6. Drop-bottom container
7. Load inverter cum pusher
8. Load pusher (pallet un-loader)
9. Ram: Fitted to the lift carriage for lifting cylindrical load with a hole (coil etc.)
10. Roller platform
11. Shovel (scoop)
12. Special forks
13. Vacuum: For handling light and fragile objects by a set of suction pods.
14. Side-shifter: This helps enormously in storing loads, without any damage to storage
racks and merchandise.
15. Rotator: This is used in conjunction with a clamp or fork attachment to rotate load
or for safer grip during movement with load.

8. Notes by Soumyodeep Mukherjee8
Power for FLT
Batteries may be either of lead acid or nickel alkaline type of sufficient ampere-hour capacity
to insure at least one full day’s operation.

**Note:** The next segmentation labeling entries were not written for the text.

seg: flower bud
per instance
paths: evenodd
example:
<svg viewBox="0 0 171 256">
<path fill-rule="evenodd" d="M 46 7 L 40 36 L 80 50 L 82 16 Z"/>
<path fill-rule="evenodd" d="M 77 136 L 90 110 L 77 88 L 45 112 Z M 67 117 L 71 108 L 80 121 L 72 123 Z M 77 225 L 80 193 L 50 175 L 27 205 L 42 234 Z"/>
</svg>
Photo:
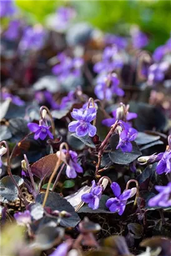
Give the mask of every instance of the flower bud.
<svg viewBox="0 0 171 256">
<path fill-rule="evenodd" d="M 22 160 L 21 161 L 21 168 L 22 170 L 24 170 L 25 172 L 27 172 L 27 168 L 26 162 L 25 161 L 25 160 Z"/>
<path fill-rule="evenodd" d="M 43 109 L 42 111 L 42 117 L 44 119 L 46 117 L 47 111 L 46 109 Z"/>
<path fill-rule="evenodd" d="M 2 147 L 0 149 L 0 155 L 3 155 L 7 152 L 7 149 L 5 147 Z"/>
</svg>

 Advantages of lead-acid battery are: lower cost, greater energy (kw-hr) capacity in a given
space, lower internal resistance.
 Benefits of nickel-alkaline battery are: longer life, better mechanical strength, noncorrosive
electrolyte (KOH) which does not freeze, shorter recharge period (7 Hrs) and noncritical
control of the charging current
The battery voltage has largely been standardized by industrial truck manufacturers.

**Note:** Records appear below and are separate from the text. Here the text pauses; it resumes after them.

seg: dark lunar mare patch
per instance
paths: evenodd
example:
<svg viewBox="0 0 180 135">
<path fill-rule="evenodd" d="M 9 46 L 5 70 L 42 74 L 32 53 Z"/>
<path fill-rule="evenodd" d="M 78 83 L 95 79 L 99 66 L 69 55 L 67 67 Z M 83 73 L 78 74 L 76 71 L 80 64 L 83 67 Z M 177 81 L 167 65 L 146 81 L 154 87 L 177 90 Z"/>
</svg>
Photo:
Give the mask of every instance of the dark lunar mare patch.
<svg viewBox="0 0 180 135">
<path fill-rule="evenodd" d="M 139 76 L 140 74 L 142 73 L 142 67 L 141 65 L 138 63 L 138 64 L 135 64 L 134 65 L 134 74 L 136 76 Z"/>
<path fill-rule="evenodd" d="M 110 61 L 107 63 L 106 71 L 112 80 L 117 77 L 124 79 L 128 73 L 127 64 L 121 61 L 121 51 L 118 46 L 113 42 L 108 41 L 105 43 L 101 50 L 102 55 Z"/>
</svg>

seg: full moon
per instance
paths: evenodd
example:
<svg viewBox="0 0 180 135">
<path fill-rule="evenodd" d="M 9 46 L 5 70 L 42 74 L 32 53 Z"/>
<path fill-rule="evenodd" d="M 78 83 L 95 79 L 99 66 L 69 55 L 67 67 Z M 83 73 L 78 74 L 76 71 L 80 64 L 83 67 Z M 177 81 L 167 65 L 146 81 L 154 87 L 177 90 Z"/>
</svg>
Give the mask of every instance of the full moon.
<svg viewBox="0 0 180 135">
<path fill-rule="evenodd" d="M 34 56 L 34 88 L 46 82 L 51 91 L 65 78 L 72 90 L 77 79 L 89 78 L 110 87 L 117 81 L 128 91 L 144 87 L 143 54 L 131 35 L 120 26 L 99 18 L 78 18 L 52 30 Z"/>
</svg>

9. Notes by Soumyodeep Mukherjee9
Battery rating & Selection
 Capacity of a battery is rated in ampere-hour for a six hours discharge period.
 This rating, divided by six, gives the current draw in amperes, which, if continued six hours,
will completely discharge the battery.
 The average voltage multiplied by the ampere-hours rating gives the total energy capacity of
the battery in watt-hour.
 Battery selection is based on energy rating for a proposed duty cycle of the truck within a
given period between two battery changes.
Energy calculation
The energy consumptions for other operations of FLT are given by following set of equations:
(i) Extra energy in watt-hours required in addition to that required for level running = total tons
(truck + load) × length of grade in feet × % grade × 0.013 ( where grade = tan θ).

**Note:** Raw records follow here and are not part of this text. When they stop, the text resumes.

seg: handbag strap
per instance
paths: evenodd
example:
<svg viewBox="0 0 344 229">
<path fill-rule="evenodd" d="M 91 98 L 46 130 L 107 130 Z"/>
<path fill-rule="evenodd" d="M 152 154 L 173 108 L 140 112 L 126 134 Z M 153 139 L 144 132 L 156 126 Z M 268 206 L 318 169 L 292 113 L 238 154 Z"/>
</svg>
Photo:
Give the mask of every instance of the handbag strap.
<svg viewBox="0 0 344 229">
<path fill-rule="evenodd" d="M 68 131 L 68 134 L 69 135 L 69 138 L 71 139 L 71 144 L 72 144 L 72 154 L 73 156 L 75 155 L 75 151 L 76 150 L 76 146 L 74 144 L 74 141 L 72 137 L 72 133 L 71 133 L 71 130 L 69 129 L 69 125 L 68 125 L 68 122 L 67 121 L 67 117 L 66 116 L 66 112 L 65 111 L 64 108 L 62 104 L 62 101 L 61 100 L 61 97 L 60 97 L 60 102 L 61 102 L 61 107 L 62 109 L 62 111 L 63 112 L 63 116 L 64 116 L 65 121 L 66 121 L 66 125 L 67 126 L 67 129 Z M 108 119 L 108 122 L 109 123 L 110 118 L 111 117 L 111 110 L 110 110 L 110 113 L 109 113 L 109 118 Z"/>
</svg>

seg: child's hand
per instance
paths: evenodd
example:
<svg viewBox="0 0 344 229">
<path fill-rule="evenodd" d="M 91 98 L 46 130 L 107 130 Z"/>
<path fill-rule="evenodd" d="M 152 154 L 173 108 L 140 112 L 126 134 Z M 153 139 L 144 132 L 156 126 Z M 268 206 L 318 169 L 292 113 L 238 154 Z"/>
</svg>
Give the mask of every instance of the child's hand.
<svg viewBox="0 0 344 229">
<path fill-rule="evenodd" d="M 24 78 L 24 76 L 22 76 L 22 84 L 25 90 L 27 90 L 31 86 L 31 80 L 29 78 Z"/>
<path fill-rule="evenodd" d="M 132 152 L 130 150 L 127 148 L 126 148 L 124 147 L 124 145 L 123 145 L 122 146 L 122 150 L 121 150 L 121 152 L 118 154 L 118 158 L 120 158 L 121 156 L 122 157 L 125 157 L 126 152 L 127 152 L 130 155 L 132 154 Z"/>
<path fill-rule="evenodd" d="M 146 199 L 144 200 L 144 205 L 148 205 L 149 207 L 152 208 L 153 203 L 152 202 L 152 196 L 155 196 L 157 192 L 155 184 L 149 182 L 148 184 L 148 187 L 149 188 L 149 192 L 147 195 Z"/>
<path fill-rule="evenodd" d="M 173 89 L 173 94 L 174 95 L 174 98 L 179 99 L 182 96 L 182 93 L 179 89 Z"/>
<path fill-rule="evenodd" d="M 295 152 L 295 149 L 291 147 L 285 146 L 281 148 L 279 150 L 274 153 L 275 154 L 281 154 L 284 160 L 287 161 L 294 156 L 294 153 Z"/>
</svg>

(ii) Going down grade steeper than 2% requires no power and distance down grade may be
subtracted from length of run.
(iii) Lifting energy in watt-hours = tons of load lifted × feet of lift × 2
(iv) Empty lift = (1/3) × load capacity in tons × feet of lift × 2.
(v) Tilting energy (watt-hours) = tons of load × 1
(vi) Empty Tilting energy (watt-hours) = tons of load × (1/3).